Print Edition: March 13, 2013

“Women are resilient. Men are too. I don’t want to exclude anyone, but it’s kind of our day,” Bif Naked said humorously at her sold-out event last Friday for International Women’s Day.

The powerful “Women’s Warrior Song” from the Stó:lo Women’s Empowerment group provided a strong opening for the guest lecturer. Bif Naked, a heavily-tattooed punk rock artist and recent survivor of divorce and cancer, has long been the image of a strong, tough woman. But at the event, the crowd saw also another side of Bif – humble, genuine and down-to-earth.

Before undergoing cancer treatment, Bif described feeling anxious and insecure about unspoken expectations placed on her appearance, an experience many women could relate to.

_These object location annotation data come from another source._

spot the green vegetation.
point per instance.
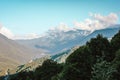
(99, 59)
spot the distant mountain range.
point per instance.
(13, 54)
(56, 41)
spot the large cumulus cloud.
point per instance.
(97, 21)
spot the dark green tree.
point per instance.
(100, 47)
(48, 69)
(115, 42)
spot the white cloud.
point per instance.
(97, 21)
(62, 27)
(27, 36)
(6, 32)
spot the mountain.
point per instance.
(13, 54)
(61, 57)
(29, 66)
(55, 41)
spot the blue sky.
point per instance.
(37, 16)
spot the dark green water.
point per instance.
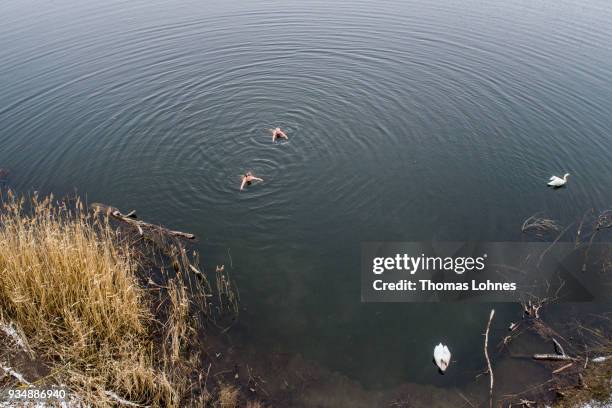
(408, 120)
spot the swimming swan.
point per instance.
(557, 181)
(442, 357)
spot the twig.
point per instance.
(555, 357)
(122, 401)
(558, 370)
(558, 348)
(488, 359)
(465, 399)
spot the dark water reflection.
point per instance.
(407, 121)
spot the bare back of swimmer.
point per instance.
(247, 179)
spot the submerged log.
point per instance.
(553, 357)
(132, 220)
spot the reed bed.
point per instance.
(70, 282)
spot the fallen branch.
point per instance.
(122, 401)
(488, 359)
(601, 359)
(131, 219)
(553, 357)
(558, 370)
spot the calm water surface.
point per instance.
(408, 120)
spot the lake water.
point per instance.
(407, 121)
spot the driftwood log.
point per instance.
(132, 220)
(554, 357)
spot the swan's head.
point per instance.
(442, 356)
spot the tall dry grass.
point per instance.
(69, 281)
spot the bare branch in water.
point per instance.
(539, 225)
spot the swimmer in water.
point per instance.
(278, 134)
(247, 179)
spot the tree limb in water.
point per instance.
(141, 226)
(489, 360)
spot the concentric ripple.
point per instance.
(406, 121)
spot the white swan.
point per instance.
(557, 181)
(442, 357)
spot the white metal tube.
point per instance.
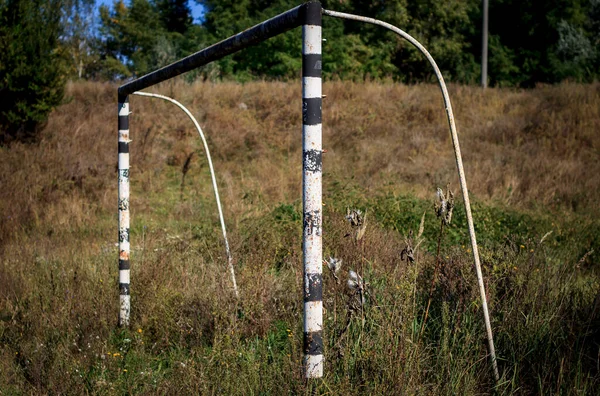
(459, 165)
(213, 177)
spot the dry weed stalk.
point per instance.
(358, 222)
(409, 252)
(443, 207)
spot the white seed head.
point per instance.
(354, 280)
(334, 264)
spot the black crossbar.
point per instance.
(254, 35)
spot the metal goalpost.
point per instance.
(307, 15)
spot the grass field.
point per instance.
(532, 160)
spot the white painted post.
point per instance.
(124, 248)
(312, 190)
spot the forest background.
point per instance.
(44, 43)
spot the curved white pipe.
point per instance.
(212, 174)
(459, 165)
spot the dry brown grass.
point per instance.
(58, 295)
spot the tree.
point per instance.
(145, 35)
(31, 66)
(78, 39)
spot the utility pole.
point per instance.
(484, 42)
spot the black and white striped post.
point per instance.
(312, 190)
(124, 248)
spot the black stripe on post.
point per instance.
(123, 148)
(124, 289)
(311, 65)
(313, 160)
(311, 111)
(314, 287)
(124, 265)
(313, 343)
(311, 14)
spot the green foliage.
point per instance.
(31, 66)
(146, 35)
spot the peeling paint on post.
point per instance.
(311, 182)
(124, 248)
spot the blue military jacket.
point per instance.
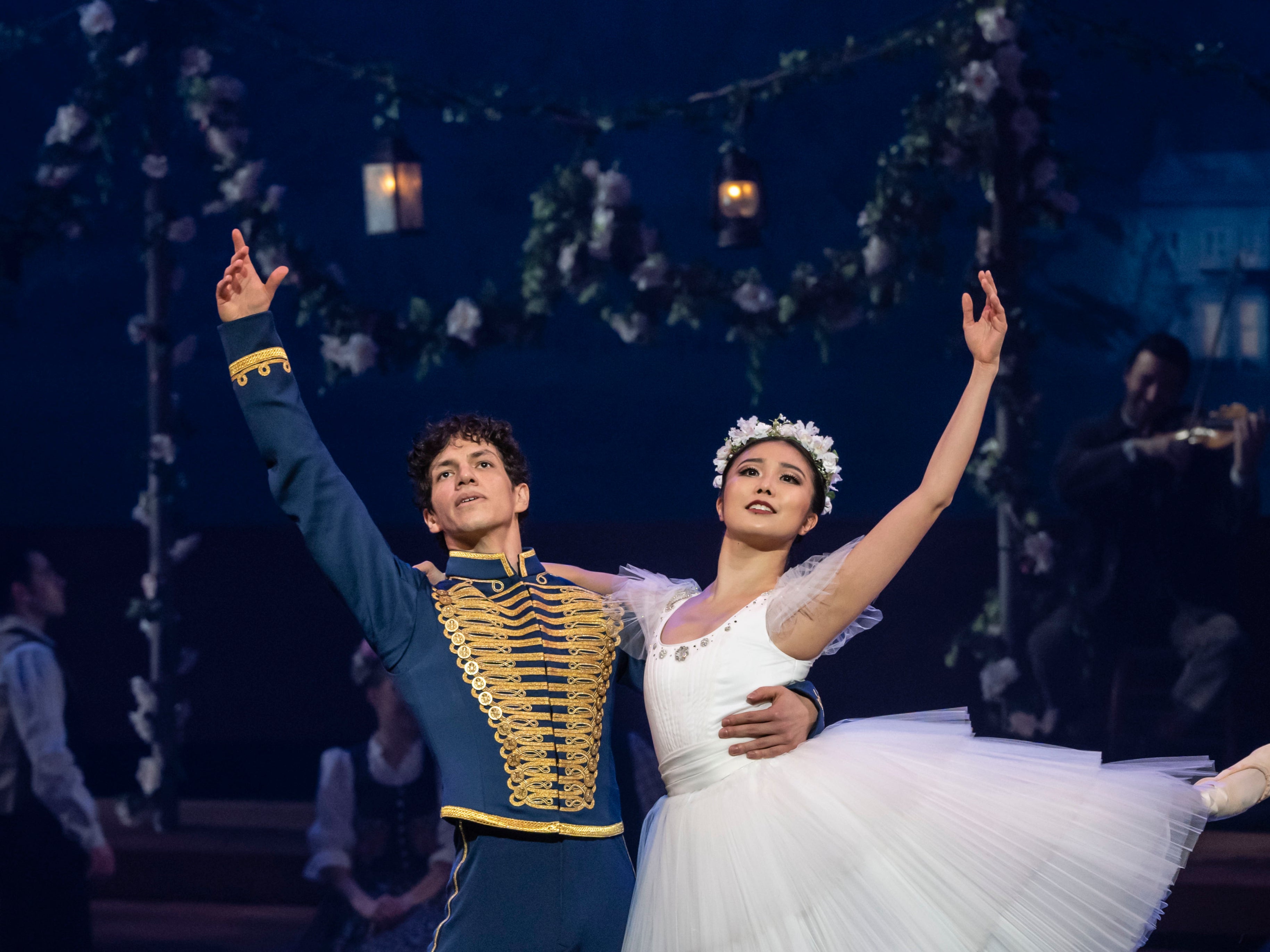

In response, she decided to start dieting, but really she starved.

“I just basically stopped eating,” she said.

Bif described shooting music videos as another tough struggle with body image.

“Sometimes I could wear what I wanted … Sometimes they would shoot by a pool and you wear a bikini and you just kinda learn to live with it,” she said.

Pressured to follow certain industry standards, and also being somewhat naive, Bif was pressured in a way many women in media are.

While she laughed about not being self-aware enough to realize it at the time, Bif explained how she used her tattoos in an effort to cope.

“It became a bit of an armour,” she explained. “It enabled me to bravely go forth in my underpants if I was covered in tattoos. That it still meant that I was very unapproachable, and tough, and invincible, and powerful, and not hurtable. Of course that doesn’t work anyway, as we discover through life.”

Being diagnosed with cancer, Bif described, was one of the best things to happen to her. She signed up for a clinical trial, which became an accidental support group. Even after chemo, Bif said, “I just kept going back there, it was one of the only normalizing things in my life.”

“Women can gather, and they [will gather strength]. And they’ll laugh. Laughing can get you through any health crisis that you know,” Bif emphasized. Undergoing cancer was one of the first times in Bif’s life, she said, that she could simply exist and be a woman. Many of the women in the cancer trial group, whom she still maintains contact with now, didn’t even know who she was.

After talking a while, Bif managed to make everyone in the crowded sold-out room feel at home. She offered up her podium for anyone to come up and speak, and she openly and honestly answered their questions.

She responded with humour to a question about her past relationships. The singer has been married twice and engaged seven times.

“Well, what are you going to say? I couldn’t be rude!” she laughed.

Ending on a surprising note, Mark Evered, president of UFV, annouced that Bif will be the recipient of an honorary UFV doctorate later this spring. The crowd responded with a standing ovation, and Bif, teary-eyed, expressed heartfelt gratitude.